Our costs of treatment are double, triple or more of what they might be in other countries. This is because of high administrative overhead, 31% of every health care dollar according to Harvard University. Other factors include lack of competition among insurers, self-dealing among doctors who refer their patients to their own subsidiaries for other tests and procedures, collecting exorbitant rent. Further, doctors and hospitals know that insurers will never pay a full claim submitted to them, and so inflate their charges so that what they net from the insurer is what they wanted anyway. Insurance companies, hospitals and doctors also have large staffs of people whose job is to find ways to dump costs on other insurance companies, doctors, hospitals, policy holders, and most often, government. And on and on.
From a libertarian standpoint, medical costs are high in this country because we have the right to sue doctors. They therefore want to limit lawsuit settlements, and have in many states. This is what I like to refer to as “nonsense,” or the strict legal term, “bullshit,” additional evidence that insurance companies regard ordinary people as their enemies.
Anyway, your best course is to analyze your own financial position: You should have enough savings to cover MOOP. In addition, you should have enough monthly income to cover ROOP on top of MOOP.
If you are typical of most Americans, you have no savings, and so need to dig down in the insurance exchanges, into what they call “gold” or “platinum” policies, and pay the freight, buying the best coverage and sucking it up. You have no viable alternative. We are trapped like rats. If you do not buy based on your real financial position, you’ll be severely under-insured and will be playing the lottery. (Even so-called “platinum” policies don’t begin to approach what is known as “basic care” in other countries.)
Here’s a basic primer for one policy that I found on the Colorado Exchange, offered by United Health for a person my age, non-smoker: $10,000 deductible, $3,000 additional max out-of-pocket, 30% co-insurance, no coverage for doctor or specialist office visits, monthly premium $207.
My costs: Minimum, if I have no medical expenses during the year, $2,484 premiums.
My costs – (ROOP): Insurance company maximum of $12,484 plus $3,000 of the next $10,000 over and above the $10,000 deductible plus plus any additional costs of doctor visits and specialists. (Remember that when you visit a doctor’s office and have no insurance, which would be my position with this policy, there are no discounts allowed.)

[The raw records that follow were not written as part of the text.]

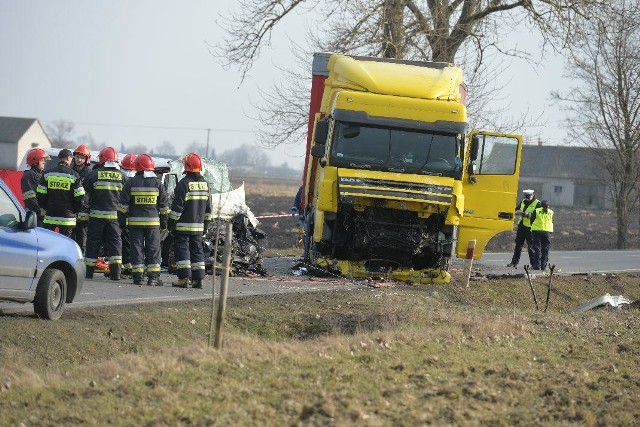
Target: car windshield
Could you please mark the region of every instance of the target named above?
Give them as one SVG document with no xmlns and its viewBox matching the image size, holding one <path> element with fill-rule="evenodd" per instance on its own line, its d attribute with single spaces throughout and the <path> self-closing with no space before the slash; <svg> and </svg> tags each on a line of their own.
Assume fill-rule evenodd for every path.
<svg viewBox="0 0 640 427">
<path fill-rule="evenodd" d="M 358 169 L 452 176 L 460 136 L 337 122 L 332 164 Z"/>
</svg>

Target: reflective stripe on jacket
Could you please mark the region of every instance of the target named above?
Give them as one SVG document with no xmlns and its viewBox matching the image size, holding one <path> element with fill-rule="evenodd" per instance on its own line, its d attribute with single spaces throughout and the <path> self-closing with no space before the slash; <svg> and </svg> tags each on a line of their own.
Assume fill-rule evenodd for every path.
<svg viewBox="0 0 640 427">
<path fill-rule="evenodd" d="M 36 190 L 38 204 L 46 211 L 45 224 L 75 225 L 85 190 L 78 174 L 65 163 L 45 172 Z"/>
<path fill-rule="evenodd" d="M 120 193 L 124 175 L 115 167 L 102 167 L 91 171 L 84 179 L 89 217 L 99 219 L 118 219 Z"/>
<path fill-rule="evenodd" d="M 187 172 L 176 185 L 169 218 L 176 221 L 177 233 L 202 234 L 204 222 L 211 221 L 209 185 L 198 173 Z"/>
<path fill-rule="evenodd" d="M 529 215 L 531 215 L 536 208 L 538 207 L 538 205 L 540 205 L 540 200 L 534 198 L 531 203 L 529 203 L 528 205 L 525 203 L 525 201 L 523 200 L 522 202 L 520 202 L 520 211 L 524 212 L 524 213 L 528 213 Z M 531 227 L 531 218 L 525 218 L 524 215 L 522 215 L 520 217 L 520 222 L 522 223 L 522 225 L 524 225 L 525 227 Z"/>
<path fill-rule="evenodd" d="M 120 194 L 118 212 L 128 215 L 129 227 L 159 227 L 160 216 L 169 213 L 169 200 L 162 182 L 140 171 L 129 178 Z"/>
</svg>

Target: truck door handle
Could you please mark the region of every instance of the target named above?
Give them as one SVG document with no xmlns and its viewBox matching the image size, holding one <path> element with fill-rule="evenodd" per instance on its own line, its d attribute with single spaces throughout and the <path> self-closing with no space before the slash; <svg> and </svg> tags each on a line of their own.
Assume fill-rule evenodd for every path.
<svg viewBox="0 0 640 427">
<path fill-rule="evenodd" d="M 513 214 L 511 212 L 498 212 L 498 218 L 513 219 Z"/>
</svg>

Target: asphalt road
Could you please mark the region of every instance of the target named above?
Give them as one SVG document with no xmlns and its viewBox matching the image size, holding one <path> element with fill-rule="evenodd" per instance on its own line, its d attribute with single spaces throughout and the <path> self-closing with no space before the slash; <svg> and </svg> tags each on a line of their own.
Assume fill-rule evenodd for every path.
<svg viewBox="0 0 640 427">
<path fill-rule="evenodd" d="M 523 261 L 527 259 L 523 253 Z M 508 268 L 511 253 L 485 253 L 481 261 L 474 261 L 474 268 L 481 274 L 505 275 L 522 274 L 522 265 L 517 269 Z M 463 260 L 454 260 L 454 266 L 461 266 Z M 608 272 L 640 272 L 640 251 L 554 251 L 550 263 L 561 269 L 559 274 L 598 274 Z M 366 283 L 353 283 L 343 278 L 314 278 L 296 276 L 290 267 L 293 258 L 269 258 L 264 267 L 267 277 L 231 277 L 228 296 L 268 295 L 286 292 L 328 291 L 336 289 L 364 289 Z M 86 280 L 82 292 L 67 309 L 99 307 L 118 304 L 139 304 L 162 301 L 186 301 L 211 299 L 213 283 L 207 276 L 202 289 L 181 289 L 171 287 L 175 276 L 163 274 L 164 286 L 149 287 L 134 285 L 131 279 L 111 281 L 101 278 Z M 216 293 L 220 292 L 220 277 L 216 277 Z M 0 303 L 0 315 L 12 313 L 33 313 L 31 304 Z"/>
</svg>

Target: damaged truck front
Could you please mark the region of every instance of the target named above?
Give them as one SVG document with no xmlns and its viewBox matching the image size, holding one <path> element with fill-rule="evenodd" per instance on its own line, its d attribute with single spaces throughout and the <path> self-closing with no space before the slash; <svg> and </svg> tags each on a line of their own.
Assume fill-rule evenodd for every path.
<svg viewBox="0 0 640 427">
<path fill-rule="evenodd" d="M 314 55 L 305 259 L 347 277 L 446 283 L 513 227 L 522 138 L 467 132 L 462 70 Z"/>
</svg>

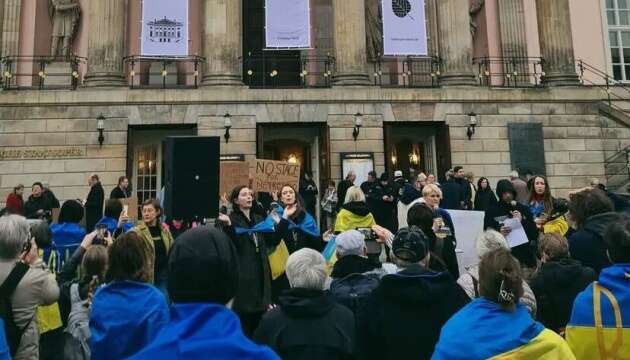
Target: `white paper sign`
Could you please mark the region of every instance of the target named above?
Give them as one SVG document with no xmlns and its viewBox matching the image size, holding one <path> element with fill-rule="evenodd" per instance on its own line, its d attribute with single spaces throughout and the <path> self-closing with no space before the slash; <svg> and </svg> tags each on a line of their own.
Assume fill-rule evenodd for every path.
<svg viewBox="0 0 630 360">
<path fill-rule="evenodd" d="M 527 234 L 525 233 L 525 229 L 523 229 L 523 224 L 518 219 L 505 219 L 503 221 L 503 226 L 507 226 L 510 228 L 510 233 L 505 237 L 510 248 L 517 247 L 519 245 L 527 244 L 529 239 L 527 239 Z"/>
<path fill-rule="evenodd" d="M 457 263 L 459 273 L 466 272 L 466 268 L 479 263 L 477 257 L 477 237 L 483 232 L 483 211 L 447 210 L 455 227 L 457 239 Z"/>
<path fill-rule="evenodd" d="M 188 1 L 143 0 L 140 53 L 188 55 Z"/>
<path fill-rule="evenodd" d="M 309 0 L 265 0 L 265 46 L 311 47 Z"/>
<path fill-rule="evenodd" d="M 424 0 L 383 0 L 381 5 L 384 54 L 428 55 Z"/>
</svg>

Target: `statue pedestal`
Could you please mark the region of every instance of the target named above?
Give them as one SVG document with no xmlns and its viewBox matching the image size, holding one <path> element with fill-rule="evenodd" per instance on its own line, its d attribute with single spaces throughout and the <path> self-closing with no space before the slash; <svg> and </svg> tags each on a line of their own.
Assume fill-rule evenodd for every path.
<svg viewBox="0 0 630 360">
<path fill-rule="evenodd" d="M 72 87 L 72 63 L 69 61 L 53 61 L 46 66 L 46 87 Z"/>
<path fill-rule="evenodd" d="M 159 61 L 152 62 L 149 68 L 149 85 L 158 87 L 177 85 L 177 64 L 172 62 L 165 68 Z"/>
</svg>

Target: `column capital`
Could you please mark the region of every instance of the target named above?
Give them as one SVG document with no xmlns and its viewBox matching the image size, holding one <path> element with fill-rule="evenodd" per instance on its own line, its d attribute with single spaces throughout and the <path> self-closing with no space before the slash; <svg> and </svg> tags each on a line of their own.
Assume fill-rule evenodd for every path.
<svg viewBox="0 0 630 360">
<path fill-rule="evenodd" d="M 242 0 L 202 0 L 201 86 L 241 86 Z M 247 1 L 247 0 L 245 0 Z"/>
<path fill-rule="evenodd" d="M 370 85 L 367 73 L 364 0 L 333 0 L 335 74 L 333 84 Z"/>
<path fill-rule="evenodd" d="M 476 85 L 477 78 L 472 65 L 469 0 L 440 0 L 436 5 L 442 60 L 440 85 Z"/>
</svg>

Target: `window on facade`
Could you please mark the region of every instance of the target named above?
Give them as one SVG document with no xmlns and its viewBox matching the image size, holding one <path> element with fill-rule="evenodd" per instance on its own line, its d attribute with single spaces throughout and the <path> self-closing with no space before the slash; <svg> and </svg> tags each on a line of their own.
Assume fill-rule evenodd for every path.
<svg viewBox="0 0 630 360">
<path fill-rule="evenodd" d="M 605 1 L 612 75 L 630 80 L 630 0 Z"/>
</svg>

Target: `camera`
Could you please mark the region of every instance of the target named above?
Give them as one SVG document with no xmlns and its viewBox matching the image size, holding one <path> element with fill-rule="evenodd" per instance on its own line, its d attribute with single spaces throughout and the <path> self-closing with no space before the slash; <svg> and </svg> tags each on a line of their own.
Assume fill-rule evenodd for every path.
<svg viewBox="0 0 630 360">
<path fill-rule="evenodd" d="M 92 240 L 92 245 L 106 245 L 107 242 L 105 238 L 109 235 L 109 231 L 107 230 L 107 225 L 98 224 L 96 226 L 96 236 L 94 240 Z"/>
<path fill-rule="evenodd" d="M 48 222 L 44 220 L 27 220 L 31 236 L 35 239 L 38 249 L 45 249 L 52 245 L 52 233 Z"/>
<path fill-rule="evenodd" d="M 365 247 L 367 248 L 368 254 L 380 254 L 381 253 L 381 244 L 379 244 L 376 239 L 376 233 L 372 231 L 370 228 L 357 228 L 358 232 L 363 234 L 365 238 Z"/>
</svg>

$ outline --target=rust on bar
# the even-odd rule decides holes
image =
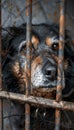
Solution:
[[[44,108],[58,108],[62,110],[71,110],[74,111],[74,103],[73,102],[67,102],[67,101],[60,101],[56,102],[55,100],[46,99],[42,97],[34,97],[34,96],[26,96],[24,94],[18,94],[18,93],[12,93],[12,92],[6,92],[6,91],[0,91],[0,98],[6,98],[11,100],[16,100],[18,102],[26,102],[31,105],[37,105],[39,107]]]
[[[58,52],[58,76],[56,101],[60,102],[62,98],[62,89],[64,88],[64,37],[65,37],[65,0],[60,1],[60,25],[59,25],[59,52]],[[55,130],[60,130],[61,111],[55,110]]]
[[[32,0],[26,0],[26,96],[31,91],[31,21],[32,21]],[[25,104],[25,130],[30,130],[30,104]]]
[[[1,0],[0,0],[0,91],[2,91],[2,65],[1,65]],[[3,130],[3,99],[0,99],[0,130]]]

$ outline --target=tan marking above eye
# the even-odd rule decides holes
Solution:
[[[39,44],[39,39],[38,39],[38,37],[36,37],[36,36],[32,36],[32,39],[31,39],[31,42],[32,42],[32,44],[34,45],[34,47],[35,47],[35,49],[37,49],[37,46],[38,46],[38,44]]]
[[[46,40],[45,40],[45,42],[46,42],[46,44],[47,44],[49,47],[51,47],[51,45],[52,45],[52,40],[51,40],[50,37],[47,37]]]

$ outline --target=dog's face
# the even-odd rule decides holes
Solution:
[[[33,40],[32,40],[33,41]],[[58,53],[56,35],[45,36],[37,45],[38,50],[31,64],[31,81],[33,88],[54,88],[56,86],[56,61],[52,53]]]
[[[57,85],[58,28],[48,25],[32,26],[31,42],[31,88],[32,90],[40,90],[40,92],[54,91]],[[67,49],[65,50],[64,71],[68,77],[70,73],[68,69],[71,69],[72,64],[70,60],[67,60],[69,59],[68,47],[65,48]],[[27,60],[25,26],[17,29],[17,34],[15,33],[15,36],[8,43],[8,50],[6,65],[3,69],[4,82],[11,89],[14,85],[15,90],[19,89],[20,86],[20,91],[23,91],[25,82],[29,80],[29,72],[25,70]],[[8,77],[12,78],[7,81]],[[66,83],[67,80],[63,79],[64,81]]]

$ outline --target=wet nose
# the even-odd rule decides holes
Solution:
[[[53,67],[53,66],[46,67],[45,76],[46,76],[46,78],[48,78],[50,80],[54,80],[56,78],[56,76],[57,76],[56,68]]]

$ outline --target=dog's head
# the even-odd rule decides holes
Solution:
[[[10,36],[9,36],[10,35]],[[3,40],[3,80],[9,90],[23,91],[29,72],[26,65],[26,26],[11,28]],[[56,90],[59,28],[55,25],[32,26],[31,88],[40,93]],[[68,95],[74,86],[74,46],[68,36],[65,39],[63,95]]]

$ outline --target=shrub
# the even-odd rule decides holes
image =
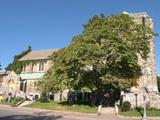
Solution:
[[[48,102],[47,93],[46,92],[42,92],[41,93],[41,97],[39,98],[39,101],[40,102]]]
[[[17,104],[18,102],[22,101],[23,98],[22,97],[13,97],[11,99],[11,101],[13,102],[13,104]]]
[[[135,109],[136,109],[137,111],[142,111],[144,108],[141,107],[141,106],[138,106],[138,107],[136,107]]]
[[[16,97],[15,99],[16,99],[17,102],[20,102],[20,101],[22,101],[24,98],[22,98],[22,97]]]
[[[151,103],[150,103],[150,102],[147,102],[147,104],[146,104],[146,109],[147,109],[147,110],[156,110],[155,107],[152,107],[152,106],[151,106]]]
[[[150,102],[147,102],[147,104],[146,104],[146,109],[147,109],[147,110],[150,110],[150,108],[151,108],[151,103],[150,103]]]
[[[122,112],[130,111],[130,109],[131,109],[131,103],[129,101],[125,101],[122,103],[122,106],[121,106]]]
[[[4,104],[5,103],[5,99],[1,100],[1,103]]]
[[[149,110],[157,110],[155,107],[150,107]]]
[[[136,107],[135,109],[136,109],[137,111],[143,111],[143,110],[144,110],[144,107],[138,106],[138,107]],[[146,109],[147,109],[148,111],[156,110],[155,107],[151,107],[151,106],[150,106],[150,103],[149,103],[149,102],[146,104]]]

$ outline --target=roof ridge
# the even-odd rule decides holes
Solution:
[[[37,51],[31,51],[28,54],[24,55],[19,59],[19,61],[24,61],[24,60],[36,60],[36,59],[48,59],[49,56],[51,56],[53,53],[57,52],[60,50],[59,48],[57,49],[47,49],[47,50],[37,50]]]
[[[51,49],[42,49],[42,50],[32,50],[31,52],[41,52],[41,51],[58,51],[61,48],[51,48]]]
[[[144,12],[127,12],[127,11],[123,11],[123,14],[149,16],[146,11],[144,11]]]

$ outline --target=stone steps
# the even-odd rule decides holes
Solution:
[[[114,107],[102,107],[101,109],[102,114],[115,114],[115,108]]]
[[[23,103],[21,103],[18,107],[23,107],[25,105],[29,105],[31,103],[33,103],[34,101],[30,101],[30,100],[25,100]]]

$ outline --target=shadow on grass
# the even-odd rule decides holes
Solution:
[[[5,117],[0,117],[0,120],[58,120],[60,118],[62,118],[62,116],[10,115]]]
[[[58,104],[62,105],[62,106],[72,106],[72,105],[90,105],[90,102],[73,102],[73,103],[69,103],[68,101],[63,101],[63,102],[59,102]]]
[[[136,108],[136,110],[139,112],[139,114],[141,115],[141,117],[143,117],[142,110],[140,108]]]

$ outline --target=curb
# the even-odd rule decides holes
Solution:
[[[95,120],[94,118],[83,118],[82,116],[85,116],[85,115],[89,115],[90,117],[96,117],[97,114],[93,114],[93,113],[80,113],[80,112],[72,112],[72,111],[62,111],[62,110],[47,110],[47,109],[40,109],[40,108],[29,108],[29,107],[12,107],[12,106],[9,106],[9,105],[3,105],[3,104],[0,104],[0,106],[3,106],[3,107],[11,107],[11,108],[17,108],[17,109],[25,109],[25,110],[37,110],[38,112],[42,112],[42,111],[48,111],[48,112],[53,112],[53,113],[57,113],[57,114],[66,114],[64,117],[65,118],[71,118],[71,119],[81,119],[81,120]],[[50,113],[52,114],[52,113]],[[75,116],[68,116],[68,115],[75,115]],[[77,116],[76,116],[77,115]],[[79,115],[79,116],[78,116]],[[105,115],[105,114],[103,114]],[[122,116],[122,115],[115,115],[117,118],[125,118],[125,119],[142,119],[142,117],[128,117],[128,116]],[[160,120],[160,117],[148,117],[149,120]]]
[[[36,113],[41,113],[41,112],[48,112],[46,115],[62,115],[63,118],[69,118],[69,119],[75,119],[75,120],[96,120],[92,117],[96,116],[96,114],[87,114],[87,113],[79,113],[79,112],[69,112],[69,111],[59,111],[59,110],[46,110],[46,109],[39,109],[39,108],[28,108],[28,107],[12,107],[9,105],[3,105],[0,104],[0,106],[4,108],[15,108],[17,111],[29,111],[29,114],[36,115]],[[32,111],[33,110],[33,111]],[[86,116],[90,117],[86,117]]]
[[[18,107],[17,107],[18,108]],[[30,109],[30,110],[40,110],[40,111],[50,111],[50,112],[56,112],[56,113],[68,113],[68,114],[73,114],[73,115],[91,115],[95,116],[97,115],[96,113],[81,113],[81,112],[74,112],[74,111],[63,111],[63,110],[47,110],[47,109],[41,109],[41,108],[30,108],[30,107],[19,107],[23,109]]]
[[[3,107],[12,107],[10,105],[5,105],[5,104],[0,104],[0,106],[3,106]]]
[[[117,115],[118,118],[131,118],[131,119],[142,119],[142,117],[128,117],[128,116],[122,116],[122,115]],[[160,117],[147,117],[148,119],[151,119],[151,120],[160,120]]]
[[[30,110],[38,110],[38,111],[50,111],[50,112],[56,112],[56,113],[68,113],[68,114],[74,114],[74,115],[91,115],[91,116],[96,116],[97,113],[82,113],[82,112],[74,112],[74,111],[63,111],[63,110],[48,110],[48,109],[41,109],[41,108],[30,108],[30,107],[13,107],[13,106],[9,106],[9,105],[4,105],[4,104],[0,104],[0,106],[3,107],[12,107],[12,108],[23,108],[23,109],[30,109]]]

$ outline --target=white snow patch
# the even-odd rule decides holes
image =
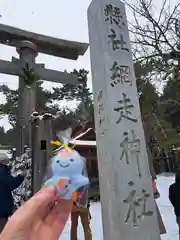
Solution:
[[[167,234],[161,235],[162,240],[177,240],[178,226],[174,215],[173,207],[169,201],[169,186],[174,182],[172,174],[161,174],[157,179],[157,186],[160,191],[160,198],[157,199],[157,204],[161,212]]]

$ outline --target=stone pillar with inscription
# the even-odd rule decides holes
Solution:
[[[125,6],[88,9],[104,240],[160,240]]]

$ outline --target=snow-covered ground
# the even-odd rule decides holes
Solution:
[[[167,234],[161,235],[162,240],[177,240],[178,239],[178,228],[173,213],[172,206],[168,200],[168,189],[169,185],[173,183],[174,176],[172,174],[161,174],[158,176],[157,185],[160,191],[161,197],[157,199],[157,203],[162,214],[163,221],[166,226]],[[100,203],[91,204],[91,229],[93,240],[103,240],[102,235],[102,222],[101,222],[101,207]],[[70,233],[70,220],[68,221],[60,240],[69,240]],[[81,223],[79,222],[78,227],[78,240],[84,240],[83,230]]]
[[[174,176],[172,174],[161,174],[158,177],[157,185],[160,191],[161,197],[157,199],[157,204],[161,212],[164,224],[166,226],[167,234],[162,235],[162,240],[177,240],[178,227],[173,212],[173,208],[168,199],[169,186],[174,182]]]

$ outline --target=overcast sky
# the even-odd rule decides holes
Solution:
[[[59,1],[59,0],[1,0],[1,23],[50,35],[57,38],[88,42],[87,8],[91,0]],[[18,57],[16,50],[0,45],[0,58],[11,60]],[[39,55],[37,62],[45,63],[46,67],[70,71],[74,68],[90,70],[89,50],[85,56],[77,61],[65,60],[47,55]],[[8,84],[11,88],[18,87],[16,77],[0,75],[0,83]],[[51,88],[52,83],[45,83],[46,88]],[[89,81],[91,86],[91,81]],[[4,97],[0,95],[0,102]],[[1,121],[6,128],[7,119]]]

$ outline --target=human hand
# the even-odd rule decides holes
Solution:
[[[72,210],[71,200],[56,201],[55,187],[43,188],[8,220],[0,240],[57,240]]]

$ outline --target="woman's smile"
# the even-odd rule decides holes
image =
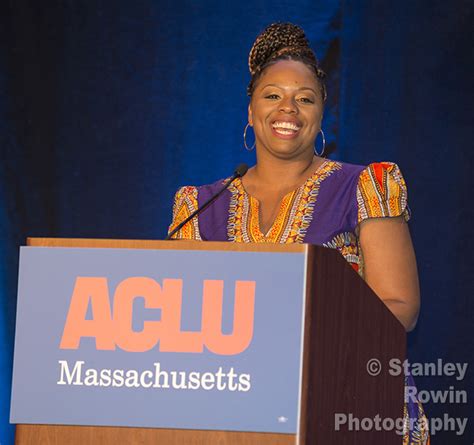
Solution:
[[[296,119],[277,119],[271,123],[273,134],[281,139],[293,139],[298,136],[301,124]]]

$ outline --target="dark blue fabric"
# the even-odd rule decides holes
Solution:
[[[423,296],[410,358],[472,367],[473,12],[468,0],[2,2],[2,445],[13,443],[18,246],[27,236],[163,238],[179,186],[251,164],[247,55],[276,20],[305,29],[329,74],[332,156],[393,161],[407,181]],[[469,390],[472,372],[417,386]],[[465,417],[471,398],[428,403],[427,414]]]

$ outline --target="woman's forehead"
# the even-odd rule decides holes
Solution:
[[[303,62],[294,60],[279,60],[270,65],[262,73],[259,86],[265,87],[267,84],[282,86],[307,86],[314,88],[317,80],[314,73]]]

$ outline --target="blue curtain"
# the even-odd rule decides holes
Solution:
[[[464,0],[2,3],[0,442],[13,443],[19,245],[163,238],[179,186],[253,163],[242,143],[247,56],[274,21],[301,25],[328,72],[331,157],[394,161],[407,180],[423,297],[411,361],[474,365],[473,13]],[[417,384],[469,391],[472,377]],[[426,411],[467,417],[474,405]]]

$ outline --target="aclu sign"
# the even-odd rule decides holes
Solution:
[[[21,248],[11,421],[296,433],[304,264]]]

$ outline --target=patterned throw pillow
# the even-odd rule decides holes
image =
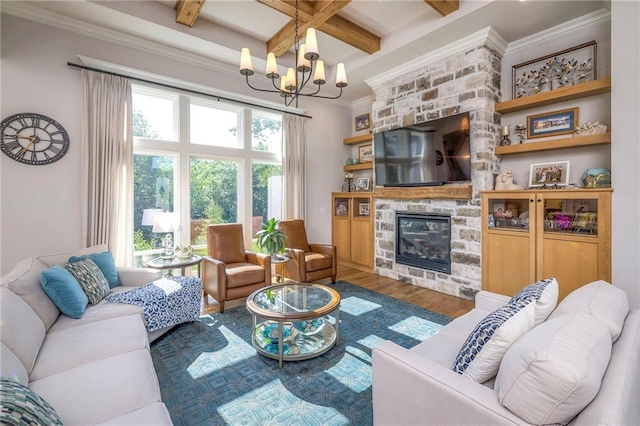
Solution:
[[[453,371],[475,382],[486,382],[498,373],[507,349],[533,328],[535,303],[505,305],[487,315],[473,329],[453,363]]]
[[[89,298],[90,305],[95,305],[111,291],[107,279],[93,260],[84,259],[67,263],[65,268],[78,280],[80,287]]]
[[[558,282],[548,278],[530,284],[511,298],[509,304],[519,303],[527,299],[536,302],[536,320],[534,326],[544,322],[558,304]]]
[[[13,379],[0,378],[0,424],[62,425],[53,407],[28,387]]]

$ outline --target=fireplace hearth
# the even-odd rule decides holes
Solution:
[[[396,212],[396,263],[451,273],[451,216]]]

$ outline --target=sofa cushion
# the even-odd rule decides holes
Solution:
[[[118,270],[116,269],[116,263],[113,260],[113,254],[110,251],[103,251],[102,253],[85,254],[83,256],[71,256],[69,263],[76,263],[80,260],[91,259],[94,261],[100,271],[107,279],[110,288],[118,287],[122,285],[120,278],[118,277]]]
[[[67,263],[65,269],[78,281],[82,291],[87,295],[90,305],[95,305],[111,291],[104,274],[93,260],[83,259]]]
[[[99,384],[99,386],[98,386]],[[92,425],[160,402],[148,349],[104,358],[29,383],[65,425]]]
[[[549,319],[576,311],[584,311],[609,327],[611,340],[615,342],[629,312],[629,302],[623,290],[606,281],[594,281],[569,293]]]
[[[147,330],[138,315],[47,333],[30,379],[39,380],[80,365],[148,347]]]
[[[24,365],[4,343],[0,343],[0,377],[8,377],[23,385],[29,383]]]
[[[71,318],[82,318],[89,299],[71,272],[60,265],[54,265],[42,271],[40,283],[63,314]]]
[[[253,263],[231,263],[226,267],[227,288],[244,287],[265,280],[264,268]]]
[[[453,364],[453,371],[482,383],[498,372],[507,349],[533,328],[535,303],[531,300],[503,306],[473,329]]]
[[[548,278],[530,284],[513,296],[509,303],[522,302],[528,298],[532,298],[536,302],[535,326],[546,320],[556,308],[558,304],[558,282],[555,278]]]
[[[54,265],[64,266],[67,264],[67,262],[69,262],[69,258],[71,258],[72,256],[84,256],[92,253],[102,253],[107,250],[109,250],[109,248],[107,247],[106,244],[98,244],[95,246],[73,250],[73,251],[65,251],[62,253],[36,256],[36,259],[38,259],[39,261],[41,261],[47,266],[54,266]]]
[[[0,378],[0,401],[3,425],[62,426],[60,417],[47,401],[15,380]]]
[[[24,300],[6,288],[0,288],[0,312],[0,341],[31,374],[44,340],[44,324]]]
[[[566,424],[598,393],[610,356],[609,330],[589,314],[549,319],[509,348],[495,390],[529,423]]]
[[[171,416],[167,407],[161,403],[147,405],[139,410],[132,411],[131,413],[123,414],[115,419],[107,420],[104,423],[100,423],[98,426],[157,426],[157,425],[171,425]]]
[[[328,254],[322,253],[305,253],[304,263],[307,272],[320,271],[333,267],[333,258]]]
[[[45,269],[47,265],[38,259],[33,257],[25,259],[2,277],[2,287],[7,287],[27,302],[48,330],[58,319],[60,309],[47,296],[40,284],[40,276]]]

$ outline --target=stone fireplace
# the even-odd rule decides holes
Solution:
[[[396,263],[451,273],[451,216],[396,212]]]
[[[474,38],[475,37],[475,38]],[[503,47],[491,29],[464,40],[459,48],[447,46],[411,70],[396,70],[368,81],[373,88],[372,124],[379,132],[470,113],[471,198],[419,198],[412,188],[392,197],[375,195],[375,272],[417,286],[466,299],[481,289],[481,222],[478,191],[492,189],[499,160],[500,118],[494,105],[500,99]],[[446,186],[442,187],[446,191]],[[436,270],[408,265],[396,258],[396,212],[443,215],[449,224],[449,267]],[[440,238],[440,236],[438,236]]]

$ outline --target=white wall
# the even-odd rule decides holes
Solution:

Therefore, for this coverage to be adequate, I need to have something like $20,000 in non-retirement savings on hand every year for medical costs. If you use it up one year, you need to replace it for the next policy year. Frankly, the insurance company has done everything in its power to squeeze blood out of me without offering medical coverage. They are mere rent seekers, or to use the legal term: Blood suckers.
They also wrote (and named) the Affordable Care Act.
*This can be deceiving – Medicare is subject to huge fraud by doctors, hospitals and equipment providers, as much as $500 billion per year. Adding this cost to their basic overhead costs, the “administrative” number is higher. If they were allowed to add another, just guessing, 3% for enforcement, they might have a huge payback. Unfortunately, Medicare, like all of government, is subject to regulatory capture, that is, insurance executives have infiltrated it. While it is far better than anything offered by any insurance company, it needs repair.